Black Hat MEA cybersecurity conference continued in Riyadh on 03 December 2025 with its second day focused on competitive hacking challenges and practical threat simulations. The event, according to organizers, hosts what they describe as the world’s largest Capture the Flag (CTF) competition alongside hands-on maritime security exercises and executive-level strategy sessions.


Key Takeaways

  • Three-day CTF competition tests ethical hacking skills across web exploitation, forensics, and cryptography categories
  • Ship Spoofing simulation demonstrates vulnerabilities in maritime navigation systems
  • Industry leaders emphasize AI’s evolving role as critical infrastructure requiring new security frameworks

CTF Competition Enters Second Day

Thousands of cybersecurity specialists are participating in a three-day jeopardy-style CTF tournament at Black Hat MEA, according to event organizers Tahaluf.

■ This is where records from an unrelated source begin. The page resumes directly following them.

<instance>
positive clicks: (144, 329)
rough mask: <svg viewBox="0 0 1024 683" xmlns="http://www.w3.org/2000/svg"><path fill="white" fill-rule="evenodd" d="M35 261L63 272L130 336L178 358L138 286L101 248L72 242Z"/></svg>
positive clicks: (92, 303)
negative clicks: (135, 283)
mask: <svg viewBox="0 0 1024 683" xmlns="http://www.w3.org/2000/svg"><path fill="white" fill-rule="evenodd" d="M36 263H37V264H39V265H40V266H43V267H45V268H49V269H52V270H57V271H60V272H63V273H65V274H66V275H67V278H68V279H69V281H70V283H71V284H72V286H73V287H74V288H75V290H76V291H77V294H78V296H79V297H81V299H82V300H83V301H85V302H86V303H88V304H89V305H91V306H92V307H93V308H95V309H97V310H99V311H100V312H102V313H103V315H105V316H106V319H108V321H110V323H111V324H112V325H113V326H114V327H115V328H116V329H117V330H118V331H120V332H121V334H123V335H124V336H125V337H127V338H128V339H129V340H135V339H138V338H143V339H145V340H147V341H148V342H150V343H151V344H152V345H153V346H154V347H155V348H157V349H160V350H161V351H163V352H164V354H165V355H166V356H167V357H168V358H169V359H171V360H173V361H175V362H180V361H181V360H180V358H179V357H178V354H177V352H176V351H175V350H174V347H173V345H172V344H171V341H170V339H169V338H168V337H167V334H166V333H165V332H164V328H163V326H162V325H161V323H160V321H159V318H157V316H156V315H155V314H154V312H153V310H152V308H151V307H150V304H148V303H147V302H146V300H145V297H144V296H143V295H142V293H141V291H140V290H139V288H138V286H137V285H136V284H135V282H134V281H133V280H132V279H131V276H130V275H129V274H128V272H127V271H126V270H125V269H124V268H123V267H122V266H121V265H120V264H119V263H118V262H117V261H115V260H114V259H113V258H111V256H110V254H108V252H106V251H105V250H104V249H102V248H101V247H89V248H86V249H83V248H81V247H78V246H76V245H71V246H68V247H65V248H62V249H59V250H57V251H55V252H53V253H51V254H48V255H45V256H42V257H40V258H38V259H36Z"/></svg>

The competition tests skills across multiple categories including web exploitation, PWN, forensics, reverse engineering, and cryptography. The finale is scheduled for 04 December, with remaining challenges potentially determining final rankings.

Running concurrently, the Bug Bounty Cup allows participants to identify vulnerabilities in live targets. Competitors are racing to surface critical security flaws, with final results expected on the event’s closing day.

Maritime Security Takes Center Stage

The Ship Spoofing simulation emerged as a major attraction on day two. Participants received briefings on how navigation systems on modern vessels can be manipulated through corrupted data streams. Additionally, the simulation demonstrated how single injected signals can redirect or disable critical systems.

Inside the live environment, attendees observed ships deviating from courses in real time as spoofed coordinates altered route logic. The exercise highlighted maritime transport as a high-value target for cyberattacks and exposed gaps in sector defenses.

AI Security and Defense Modernization

Anne Marie Zettlemoyer of the National Security Institute addressed AI’s transformation into critical infrastructure. “The systems we defend and the speed at which we defend them have changed more in the past couple of years than in the previous twenty,” she said during her session. Furthermore, she challenged attendees to define responsible AI security frameworks.

Charles Forte, Director General and CIO at the UK Ministry of Defence, outlined defense priorities for expanding attack surfaces. He emphasized three focus areas: process discipline, investment in AI-era defense capabilities, and supply chain scrutiny equivalent to internal system oversight.

Derek Cheng, CISO at Deliveroo, led a session on the CISO Maturity Model. He explored how security leaders measure influence, scale governance, and evolve from technical operators into board-level decision-makers.

What’s Next

Black Hat MEA concludes on 04 December with advanced research presentations, final CTF and Bug Bounty Cup rounds, and strategy discussions. The closing day will determine competition winners and feature new security disclosures, according to organizers.

Steve Durning, Portfolio Director of Black Hat MEA at Tahaluf, said the activity-led experiences demonstrate how hands-on environments pressure-test theoretical concepts against real attack scenarios.